Edith Marely, Danson Ng'ang'a and Catherine Kinyua
Edith Marely, Danson Ng’ang’a, and Catherine Kinyua

Then the issue with the authors seems to have been sorted out with the Authors Buffet which sees many writers launching books at the same time. It also allows many of them to meet and mingle and do things that writers do when they do which is exchange books and contacts. And drink perhaps?

The actual fair was the usual stuff I have gotten accustomed to with book stands with educational leanings with the usual suspects – East African Educational Publishers, Mountain Top Publishers, Longhorn Publishers et al – showing that their best educational book forward.

The creative writing guys were slim on the ground with Kwani? and their huge stand bringing showing off their latest Kwani 7 aka Kwani? Majuu about the way Kenyans fled abroad in the 1990s and how they fared out there. I got me a copy.

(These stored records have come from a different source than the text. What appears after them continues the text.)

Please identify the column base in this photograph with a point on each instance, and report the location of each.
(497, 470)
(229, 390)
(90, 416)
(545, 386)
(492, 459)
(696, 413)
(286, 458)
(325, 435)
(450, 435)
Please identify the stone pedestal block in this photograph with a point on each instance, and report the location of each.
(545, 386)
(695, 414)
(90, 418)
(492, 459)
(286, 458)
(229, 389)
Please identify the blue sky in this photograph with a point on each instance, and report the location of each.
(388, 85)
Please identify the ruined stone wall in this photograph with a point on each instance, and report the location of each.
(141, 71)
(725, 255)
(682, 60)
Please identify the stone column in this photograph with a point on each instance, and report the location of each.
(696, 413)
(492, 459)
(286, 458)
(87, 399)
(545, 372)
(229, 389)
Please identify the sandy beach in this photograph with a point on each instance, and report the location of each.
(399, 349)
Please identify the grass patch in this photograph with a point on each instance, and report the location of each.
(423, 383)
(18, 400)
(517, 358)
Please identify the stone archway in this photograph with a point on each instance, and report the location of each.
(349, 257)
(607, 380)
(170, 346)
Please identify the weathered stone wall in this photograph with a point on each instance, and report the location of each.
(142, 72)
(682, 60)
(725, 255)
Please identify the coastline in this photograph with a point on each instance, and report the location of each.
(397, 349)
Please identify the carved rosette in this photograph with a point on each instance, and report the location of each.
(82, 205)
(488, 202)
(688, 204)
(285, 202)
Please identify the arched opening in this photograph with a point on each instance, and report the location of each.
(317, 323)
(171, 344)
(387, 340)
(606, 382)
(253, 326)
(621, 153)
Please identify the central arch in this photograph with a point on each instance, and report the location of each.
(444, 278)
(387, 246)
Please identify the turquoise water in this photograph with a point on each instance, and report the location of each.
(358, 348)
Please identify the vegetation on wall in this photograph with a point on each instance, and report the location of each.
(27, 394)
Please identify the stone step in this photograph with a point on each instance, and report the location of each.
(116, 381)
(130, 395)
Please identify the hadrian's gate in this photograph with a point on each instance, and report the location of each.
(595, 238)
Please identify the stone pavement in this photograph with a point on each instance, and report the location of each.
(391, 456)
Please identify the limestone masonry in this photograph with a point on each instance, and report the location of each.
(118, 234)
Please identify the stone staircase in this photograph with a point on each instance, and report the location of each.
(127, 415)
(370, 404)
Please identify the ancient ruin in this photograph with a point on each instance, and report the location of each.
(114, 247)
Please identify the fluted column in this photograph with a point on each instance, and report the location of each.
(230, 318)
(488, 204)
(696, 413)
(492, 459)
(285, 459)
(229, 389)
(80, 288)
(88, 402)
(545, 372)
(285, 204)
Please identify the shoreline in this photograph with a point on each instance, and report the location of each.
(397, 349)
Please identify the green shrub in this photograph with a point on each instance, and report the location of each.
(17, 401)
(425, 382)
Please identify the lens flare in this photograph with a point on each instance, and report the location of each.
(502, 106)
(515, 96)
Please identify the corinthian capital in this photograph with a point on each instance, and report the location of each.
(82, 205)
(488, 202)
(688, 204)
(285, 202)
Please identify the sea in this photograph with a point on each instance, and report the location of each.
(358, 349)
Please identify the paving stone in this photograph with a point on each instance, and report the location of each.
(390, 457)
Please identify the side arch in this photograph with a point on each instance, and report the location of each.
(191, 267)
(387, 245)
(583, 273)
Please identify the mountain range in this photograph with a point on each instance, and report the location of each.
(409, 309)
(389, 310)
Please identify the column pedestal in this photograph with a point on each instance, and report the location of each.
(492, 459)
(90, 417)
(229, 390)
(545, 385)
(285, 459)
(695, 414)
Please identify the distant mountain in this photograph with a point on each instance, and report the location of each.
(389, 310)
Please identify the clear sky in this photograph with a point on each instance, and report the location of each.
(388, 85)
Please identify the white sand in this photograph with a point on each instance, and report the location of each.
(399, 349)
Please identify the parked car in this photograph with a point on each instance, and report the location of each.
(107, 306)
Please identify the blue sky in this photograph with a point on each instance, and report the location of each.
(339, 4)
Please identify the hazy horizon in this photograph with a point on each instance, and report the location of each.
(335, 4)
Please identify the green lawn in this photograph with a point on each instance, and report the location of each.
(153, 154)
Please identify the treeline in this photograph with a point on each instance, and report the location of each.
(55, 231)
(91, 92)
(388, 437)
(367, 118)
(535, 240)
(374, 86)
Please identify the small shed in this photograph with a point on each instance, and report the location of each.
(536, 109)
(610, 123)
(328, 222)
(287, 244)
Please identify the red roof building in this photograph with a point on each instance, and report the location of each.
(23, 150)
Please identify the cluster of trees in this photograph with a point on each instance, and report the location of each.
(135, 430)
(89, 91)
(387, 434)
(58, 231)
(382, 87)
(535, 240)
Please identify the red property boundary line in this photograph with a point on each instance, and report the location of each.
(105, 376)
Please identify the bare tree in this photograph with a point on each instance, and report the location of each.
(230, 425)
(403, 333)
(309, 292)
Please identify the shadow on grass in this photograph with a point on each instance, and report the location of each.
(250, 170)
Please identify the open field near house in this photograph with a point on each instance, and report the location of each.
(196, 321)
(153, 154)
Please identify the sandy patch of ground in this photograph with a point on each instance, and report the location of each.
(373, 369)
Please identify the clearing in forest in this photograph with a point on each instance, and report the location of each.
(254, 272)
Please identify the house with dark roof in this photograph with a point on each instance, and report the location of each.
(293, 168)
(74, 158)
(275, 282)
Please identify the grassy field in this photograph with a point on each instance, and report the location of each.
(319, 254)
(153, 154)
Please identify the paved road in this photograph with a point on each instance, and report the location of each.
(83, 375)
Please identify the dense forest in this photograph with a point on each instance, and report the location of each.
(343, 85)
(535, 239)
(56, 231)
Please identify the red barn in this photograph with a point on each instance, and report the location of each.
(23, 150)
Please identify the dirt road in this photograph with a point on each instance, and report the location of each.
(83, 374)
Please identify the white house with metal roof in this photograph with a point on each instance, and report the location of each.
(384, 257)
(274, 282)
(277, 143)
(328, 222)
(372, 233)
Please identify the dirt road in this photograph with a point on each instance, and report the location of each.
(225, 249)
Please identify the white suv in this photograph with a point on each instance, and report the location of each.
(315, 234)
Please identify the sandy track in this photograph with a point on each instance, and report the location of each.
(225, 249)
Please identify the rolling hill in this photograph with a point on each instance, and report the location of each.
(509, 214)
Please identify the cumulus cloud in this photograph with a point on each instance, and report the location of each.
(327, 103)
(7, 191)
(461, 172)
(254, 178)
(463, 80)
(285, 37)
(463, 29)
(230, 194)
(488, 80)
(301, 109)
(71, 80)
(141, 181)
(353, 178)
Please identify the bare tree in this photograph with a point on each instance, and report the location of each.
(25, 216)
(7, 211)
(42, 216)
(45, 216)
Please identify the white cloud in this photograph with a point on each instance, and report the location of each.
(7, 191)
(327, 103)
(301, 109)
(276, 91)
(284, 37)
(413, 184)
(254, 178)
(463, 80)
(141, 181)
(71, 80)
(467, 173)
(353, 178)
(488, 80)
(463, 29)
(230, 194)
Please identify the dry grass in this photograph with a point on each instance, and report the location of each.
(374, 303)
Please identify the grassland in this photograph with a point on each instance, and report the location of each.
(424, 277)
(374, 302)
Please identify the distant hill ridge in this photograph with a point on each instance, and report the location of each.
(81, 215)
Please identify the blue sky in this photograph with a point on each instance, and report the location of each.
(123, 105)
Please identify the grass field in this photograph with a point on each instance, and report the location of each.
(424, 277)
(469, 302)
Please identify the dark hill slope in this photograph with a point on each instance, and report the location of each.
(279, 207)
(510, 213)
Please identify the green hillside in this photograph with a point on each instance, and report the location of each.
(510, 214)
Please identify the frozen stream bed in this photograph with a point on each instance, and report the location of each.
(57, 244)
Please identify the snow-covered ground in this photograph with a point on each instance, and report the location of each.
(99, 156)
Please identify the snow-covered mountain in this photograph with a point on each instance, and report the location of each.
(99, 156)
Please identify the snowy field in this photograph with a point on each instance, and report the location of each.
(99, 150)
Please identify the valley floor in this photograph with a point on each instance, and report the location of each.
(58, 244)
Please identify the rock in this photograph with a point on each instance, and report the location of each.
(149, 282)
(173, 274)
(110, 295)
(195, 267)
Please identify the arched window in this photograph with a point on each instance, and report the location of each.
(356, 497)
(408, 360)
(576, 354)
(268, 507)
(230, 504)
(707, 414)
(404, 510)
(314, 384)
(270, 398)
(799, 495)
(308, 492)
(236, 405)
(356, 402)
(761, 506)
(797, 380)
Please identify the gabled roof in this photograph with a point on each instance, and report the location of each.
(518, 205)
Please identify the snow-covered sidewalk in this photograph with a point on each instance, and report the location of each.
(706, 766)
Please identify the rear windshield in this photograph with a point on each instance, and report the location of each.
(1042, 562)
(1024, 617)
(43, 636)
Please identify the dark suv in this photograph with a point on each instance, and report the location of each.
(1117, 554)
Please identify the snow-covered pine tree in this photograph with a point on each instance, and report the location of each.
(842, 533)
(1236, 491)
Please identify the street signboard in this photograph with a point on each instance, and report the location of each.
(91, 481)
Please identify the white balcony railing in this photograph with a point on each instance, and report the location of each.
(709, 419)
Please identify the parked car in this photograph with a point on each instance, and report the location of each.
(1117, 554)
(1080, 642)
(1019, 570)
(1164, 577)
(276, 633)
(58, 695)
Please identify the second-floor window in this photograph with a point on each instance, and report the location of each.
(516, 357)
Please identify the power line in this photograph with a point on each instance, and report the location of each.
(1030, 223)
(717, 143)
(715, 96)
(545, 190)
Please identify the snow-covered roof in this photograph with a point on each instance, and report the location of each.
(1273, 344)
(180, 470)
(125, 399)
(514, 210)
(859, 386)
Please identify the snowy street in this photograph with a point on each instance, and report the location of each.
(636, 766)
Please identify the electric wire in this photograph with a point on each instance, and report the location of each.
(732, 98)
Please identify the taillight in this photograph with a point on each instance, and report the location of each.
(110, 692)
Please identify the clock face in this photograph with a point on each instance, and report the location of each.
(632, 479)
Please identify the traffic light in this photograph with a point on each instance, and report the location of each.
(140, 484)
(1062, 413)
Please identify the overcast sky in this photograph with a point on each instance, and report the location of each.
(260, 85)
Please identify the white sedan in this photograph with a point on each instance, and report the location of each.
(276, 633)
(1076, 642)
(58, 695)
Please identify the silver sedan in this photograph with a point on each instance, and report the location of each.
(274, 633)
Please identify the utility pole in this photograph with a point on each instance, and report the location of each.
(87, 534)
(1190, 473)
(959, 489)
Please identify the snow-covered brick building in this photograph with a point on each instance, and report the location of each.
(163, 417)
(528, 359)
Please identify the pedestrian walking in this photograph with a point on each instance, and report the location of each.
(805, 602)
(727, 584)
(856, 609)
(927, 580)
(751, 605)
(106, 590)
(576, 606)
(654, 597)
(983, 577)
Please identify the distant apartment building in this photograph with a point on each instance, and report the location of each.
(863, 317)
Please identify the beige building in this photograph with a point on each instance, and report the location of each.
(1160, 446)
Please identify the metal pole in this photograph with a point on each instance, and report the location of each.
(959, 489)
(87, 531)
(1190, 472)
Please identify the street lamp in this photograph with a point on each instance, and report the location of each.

Margaret Muthee, Jalida Scheuerman and Elizabeth Wangari
Margaret Muthee, Jalida Scheuerman and Elizabeth Wangari

The fair ended with its traditional Jomo Kenyatta Literature Awards at the Intercontinental Hotel with Henry Ole Kutet winning the big English award for his Longhorn Publisher’s book Vanishing Herds.

I’m looking forward to next year’s fair as I suspect it will rock way much more than this one. But for one that happened just after we were attacked, this one went pretty well. Kudos to the Kenya Publishers Association.